Level keahlian akan membuat kita dibutuhkan oleh publik. Kerjaan dan aktivitas pun tak hanya sebatas “kantor tempat kerja”, namun apapun yang memerlukan keahlian kita. Jago mesin motor tak melulu sibuk di bengkelnya, tapi mungkin juga dimintai tolong mbetulin motor tetangga, diminta jadi narasumber training mekanik, atau nyambi jadi montir tim balap underbone.
Adalah prestasi, pencapaian, atau tingkat keahlian yang membuat kita merasa nyaman dan bangga pada diri sendiri.
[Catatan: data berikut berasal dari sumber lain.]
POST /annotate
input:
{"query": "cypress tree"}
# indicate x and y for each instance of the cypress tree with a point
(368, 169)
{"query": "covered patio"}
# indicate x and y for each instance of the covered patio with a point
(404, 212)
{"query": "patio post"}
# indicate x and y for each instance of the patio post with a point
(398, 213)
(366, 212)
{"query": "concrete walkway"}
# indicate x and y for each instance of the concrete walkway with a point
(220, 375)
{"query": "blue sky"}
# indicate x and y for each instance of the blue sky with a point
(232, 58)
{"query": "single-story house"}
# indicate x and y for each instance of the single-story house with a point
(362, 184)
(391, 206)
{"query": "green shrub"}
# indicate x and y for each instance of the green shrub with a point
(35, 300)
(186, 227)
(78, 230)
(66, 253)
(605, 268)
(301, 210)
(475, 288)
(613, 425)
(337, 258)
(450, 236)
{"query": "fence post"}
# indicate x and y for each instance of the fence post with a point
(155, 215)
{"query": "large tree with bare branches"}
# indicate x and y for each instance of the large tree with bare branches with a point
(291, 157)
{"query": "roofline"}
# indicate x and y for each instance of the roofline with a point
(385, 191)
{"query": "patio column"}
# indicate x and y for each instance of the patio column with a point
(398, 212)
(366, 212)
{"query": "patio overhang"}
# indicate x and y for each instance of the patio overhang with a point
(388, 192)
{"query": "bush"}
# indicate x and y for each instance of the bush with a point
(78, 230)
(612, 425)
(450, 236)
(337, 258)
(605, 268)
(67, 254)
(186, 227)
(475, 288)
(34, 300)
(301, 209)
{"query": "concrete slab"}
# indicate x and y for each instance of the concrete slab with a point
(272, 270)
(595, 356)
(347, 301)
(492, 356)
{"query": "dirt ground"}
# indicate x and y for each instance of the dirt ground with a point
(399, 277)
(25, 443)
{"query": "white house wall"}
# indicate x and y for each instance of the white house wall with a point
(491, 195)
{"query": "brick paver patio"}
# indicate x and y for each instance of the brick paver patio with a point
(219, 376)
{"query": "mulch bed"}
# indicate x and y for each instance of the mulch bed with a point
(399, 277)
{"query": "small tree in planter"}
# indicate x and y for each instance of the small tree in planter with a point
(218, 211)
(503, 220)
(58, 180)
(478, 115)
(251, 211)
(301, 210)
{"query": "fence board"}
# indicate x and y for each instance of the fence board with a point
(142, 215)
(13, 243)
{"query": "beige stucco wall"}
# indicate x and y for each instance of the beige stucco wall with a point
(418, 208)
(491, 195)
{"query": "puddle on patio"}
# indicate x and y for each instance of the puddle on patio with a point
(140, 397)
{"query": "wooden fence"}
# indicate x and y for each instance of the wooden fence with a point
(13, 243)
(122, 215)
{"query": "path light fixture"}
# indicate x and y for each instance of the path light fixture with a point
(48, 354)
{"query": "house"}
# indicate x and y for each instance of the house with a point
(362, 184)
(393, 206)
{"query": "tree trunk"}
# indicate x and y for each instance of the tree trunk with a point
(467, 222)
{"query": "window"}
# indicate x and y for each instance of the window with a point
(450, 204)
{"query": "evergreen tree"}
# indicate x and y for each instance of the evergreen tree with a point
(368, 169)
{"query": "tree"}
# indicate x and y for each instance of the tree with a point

Ketika orang nggak mempunyai itu semua, hidup standar, terjebak rutinitas yang bikin gerah tapi nggak bisa apa-apa, satu-satunya cara untuk feel good about themselves ya hanya dengan ngrasani, karena memang tak ada yang dapat dibanggakan dari diri sendiri.
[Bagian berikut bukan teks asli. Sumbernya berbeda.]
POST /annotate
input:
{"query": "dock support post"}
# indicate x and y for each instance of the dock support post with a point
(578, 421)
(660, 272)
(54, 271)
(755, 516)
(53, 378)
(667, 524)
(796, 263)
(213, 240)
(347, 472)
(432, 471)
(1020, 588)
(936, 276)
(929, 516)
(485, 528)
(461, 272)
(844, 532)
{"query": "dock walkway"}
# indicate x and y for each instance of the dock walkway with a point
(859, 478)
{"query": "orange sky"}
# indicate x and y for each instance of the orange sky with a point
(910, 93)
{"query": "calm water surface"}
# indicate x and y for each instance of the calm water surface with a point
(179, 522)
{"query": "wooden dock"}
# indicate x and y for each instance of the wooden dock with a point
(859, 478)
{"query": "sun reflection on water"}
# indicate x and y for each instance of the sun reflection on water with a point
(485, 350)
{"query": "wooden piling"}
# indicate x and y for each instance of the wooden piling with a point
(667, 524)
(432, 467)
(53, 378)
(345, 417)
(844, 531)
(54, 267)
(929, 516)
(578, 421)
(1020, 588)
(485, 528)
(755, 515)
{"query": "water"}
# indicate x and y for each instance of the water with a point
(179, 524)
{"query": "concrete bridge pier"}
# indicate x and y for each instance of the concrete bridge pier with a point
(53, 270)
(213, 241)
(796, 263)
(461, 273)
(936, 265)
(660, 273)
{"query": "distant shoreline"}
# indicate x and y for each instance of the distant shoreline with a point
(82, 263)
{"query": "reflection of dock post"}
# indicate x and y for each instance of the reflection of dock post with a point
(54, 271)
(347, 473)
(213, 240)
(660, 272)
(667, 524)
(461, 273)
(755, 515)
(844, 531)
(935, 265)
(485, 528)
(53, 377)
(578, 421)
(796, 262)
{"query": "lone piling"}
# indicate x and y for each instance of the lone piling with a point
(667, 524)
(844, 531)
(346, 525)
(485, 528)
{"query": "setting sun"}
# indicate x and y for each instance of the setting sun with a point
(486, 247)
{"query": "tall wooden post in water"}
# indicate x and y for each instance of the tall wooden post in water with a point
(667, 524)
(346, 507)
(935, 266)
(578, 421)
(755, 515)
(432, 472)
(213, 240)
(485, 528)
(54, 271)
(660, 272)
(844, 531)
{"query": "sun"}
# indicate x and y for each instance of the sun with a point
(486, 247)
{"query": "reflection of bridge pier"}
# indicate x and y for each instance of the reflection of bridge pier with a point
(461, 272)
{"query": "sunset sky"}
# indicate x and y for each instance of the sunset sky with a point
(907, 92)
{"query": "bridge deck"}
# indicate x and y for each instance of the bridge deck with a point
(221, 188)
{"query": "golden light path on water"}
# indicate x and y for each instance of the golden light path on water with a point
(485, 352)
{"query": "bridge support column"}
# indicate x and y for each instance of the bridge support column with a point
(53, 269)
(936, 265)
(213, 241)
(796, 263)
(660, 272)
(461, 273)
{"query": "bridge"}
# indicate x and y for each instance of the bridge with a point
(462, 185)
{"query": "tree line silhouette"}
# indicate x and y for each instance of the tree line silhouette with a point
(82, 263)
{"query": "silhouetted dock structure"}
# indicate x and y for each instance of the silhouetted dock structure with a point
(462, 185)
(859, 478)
Saat menggunjing, kita menempatkan sang objek dalam posisi jauuuuh di bawah kita. Mungkin dari sifatnya, tindak tanduknya yang tak ramah, atau kelakuannya yang minus, lantas sambil bersyukur bahwa “amit-amit gua nggak kayak dia!”. Nah, saat kita bisa menempatkan orang lain dalam posisi yang lebih buruk itulah baru kita bisa merasa bangga pada diri kita sendiri.
Sebaliknya, ketika level keahlian membuat kita selalu sibuk dan penuh kegiatan, apalagi yang berkaitan dengan ide-ide brilian, maka kita nggak butuh lagi mengedropkan posisi orang lain di mata kita hanya untuk merasa diri ini berarti. Seandainyapun hendak membicarakan (kekurangan) orang lain, pasti karena terlebih dulu sedang mendiskusikan satu topik tertentu, dan orang tersebut diambil hanya sebagai ilustrasi, bukan karena khusus menggunjingkan dia secara panjang kali lebar.
Kadang suka heran sendiri. Semua orang punya TV. Pas bulan puasa gini yang namanya ustad berkeliling di semua channel. Lalu orang-orang pada berduyun-duyun ikut pengajian atau istighosah. Dan isi ceramah para ulama itu sama dan serupa soal bergunjing, yaitu dosa dan dilarang. Tapi makin sering ikut pengajian, Yasinan, tahlilan, manggut-manggut pas diceramahi ustad, kok ya skill dan frekuensinya dalam ngrasani malah mengalami peningkatan. Ketahuan kalau isi ceramah nggak dicatet, tapi datang cuman untuk nadahi pahala (dan snek, kalo ada!).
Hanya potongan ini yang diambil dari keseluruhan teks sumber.